Dans sa réaction, le chef de la diplomatie burkinabè a estimé que ces prises de position traduiraient une méconnaissance du contexte local. Il a également dénoncé ce qu’il considère comme une lecture extérieure de la crise sécuritaire, estimant qu’elle ne prendrait pas en compte les efforts des pays du Sahel engagés dans la lutte contre les groupes armés. Selon le ministère des Affaires étrangères, ces déclarations ont été perçues comme un manque de considération pour les autorités burkinabè et pour les opérations en cours sur le terrain.

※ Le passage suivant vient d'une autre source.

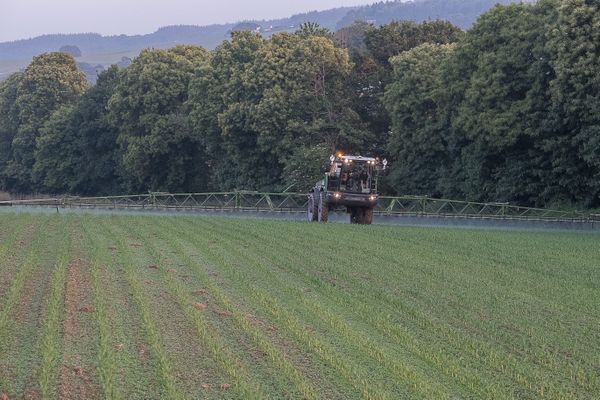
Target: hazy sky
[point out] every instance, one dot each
(21, 19)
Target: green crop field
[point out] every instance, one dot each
(142, 307)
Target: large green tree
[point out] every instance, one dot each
(419, 133)
(9, 124)
(221, 96)
(498, 80)
(49, 82)
(372, 70)
(159, 149)
(573, 137)
(77, 149)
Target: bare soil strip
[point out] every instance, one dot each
(77, 378)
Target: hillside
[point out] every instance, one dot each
(100, 51)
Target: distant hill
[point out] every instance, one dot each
(100, 51)
(462, 13)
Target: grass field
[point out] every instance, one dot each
(142, 307)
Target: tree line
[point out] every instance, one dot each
(507, 111)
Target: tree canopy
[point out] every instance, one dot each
(507, 111)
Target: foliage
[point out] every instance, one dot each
(160, 152)
(507, 111)
(418, 139)
(49, 82)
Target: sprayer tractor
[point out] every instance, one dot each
(351, 183)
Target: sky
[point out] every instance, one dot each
(22, 19)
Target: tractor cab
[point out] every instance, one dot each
(350, 182)
(352, 174)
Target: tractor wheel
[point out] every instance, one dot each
(356, 215)
(313, 208)
(323, 209)
(368, 216)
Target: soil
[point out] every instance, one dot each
(75, 375)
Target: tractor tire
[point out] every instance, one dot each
(368, 216)
(313, 208)
(323, 208)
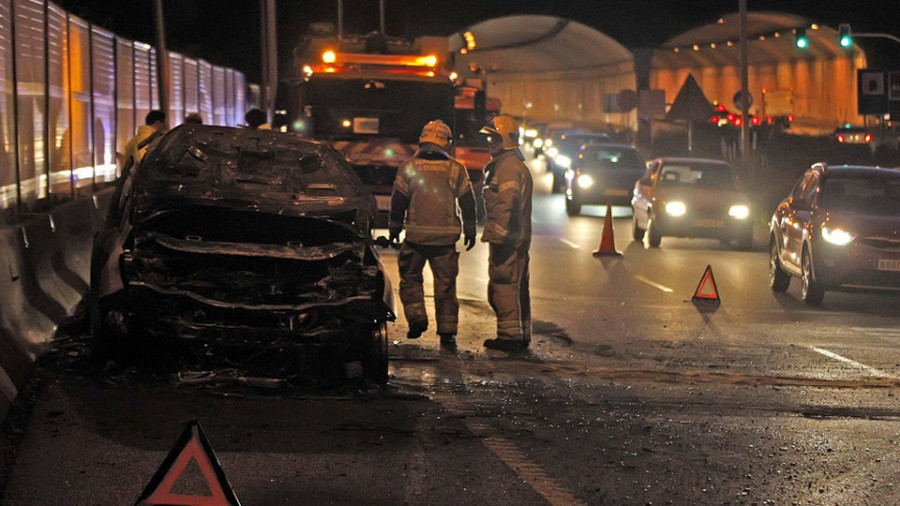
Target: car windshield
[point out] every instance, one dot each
(866, 195)
(715, 176)
(614, 158)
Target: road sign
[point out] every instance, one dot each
(872, 91)
(737, 100)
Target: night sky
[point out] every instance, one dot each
(226, 32)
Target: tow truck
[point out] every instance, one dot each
(371, 108)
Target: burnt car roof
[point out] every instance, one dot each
(256, 170)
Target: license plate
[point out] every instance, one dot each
(384, 202)
(888, 264)
(709, 223)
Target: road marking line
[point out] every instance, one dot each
(642, 279)
(511, 456)
(871, 370)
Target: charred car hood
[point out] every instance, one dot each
(250, 170)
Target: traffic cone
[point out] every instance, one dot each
(608, 241)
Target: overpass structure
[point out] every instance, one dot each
(549, 68)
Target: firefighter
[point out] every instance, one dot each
(507, 229)
(430, 191)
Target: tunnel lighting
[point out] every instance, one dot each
(585, 181)
(739, 211)
(836, 236)
(675, 208)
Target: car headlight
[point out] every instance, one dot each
(836, 236)
(739, 211)
(675, 208)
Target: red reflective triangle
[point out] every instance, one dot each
(706, 290)
(191, 446)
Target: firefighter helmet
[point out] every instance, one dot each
(436, 132)
(507, 128)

Des relations marquées par des divergences politiques
Les échanges entre le Burkina Faso et l’Union européenne s’inscrivent depuis plusieurs mois dans un contexte de tensions diplomatiques récurrentes. Les autorités burkinabè ont à plusieurs reprises dénoncé certaines prises de position européennes sur la situation sécuritaire et politique du pays, qu’elles estiment critiques à l’égard de leurs choix souverains.
De son côté, l’Union européenne maintient des programmes d’appui au développement et à l’aide humanitaire au Burkina Faso, tout en exprimant régulièrement des préoccupations liées à la sécurité et à la gouvernance dans la région du Sahel. Ces divergences se traduisent par des échanges diplomatiques plus fréquents autour de questions de principe.
Le Burkina Faso, aux côtés du Mali et du Niger, a renforcé ces dernières années sa coopération au sein de l’Alliance des États du Sahel, une orientation régionale qui modifie progressivement ses relations avec plusieurs partenaires occidentaux, dont l’Union européenne.
La délégation de l’Union européenne a indiqué avoir pris note du message transmis par les autorités burkinabè et a confirmé qu’il serait relayé aux instances compétentes à Bruxelles. Aucune réaction officielle du Parlement européen sur cette convocation n’a été annoncée à ce stade.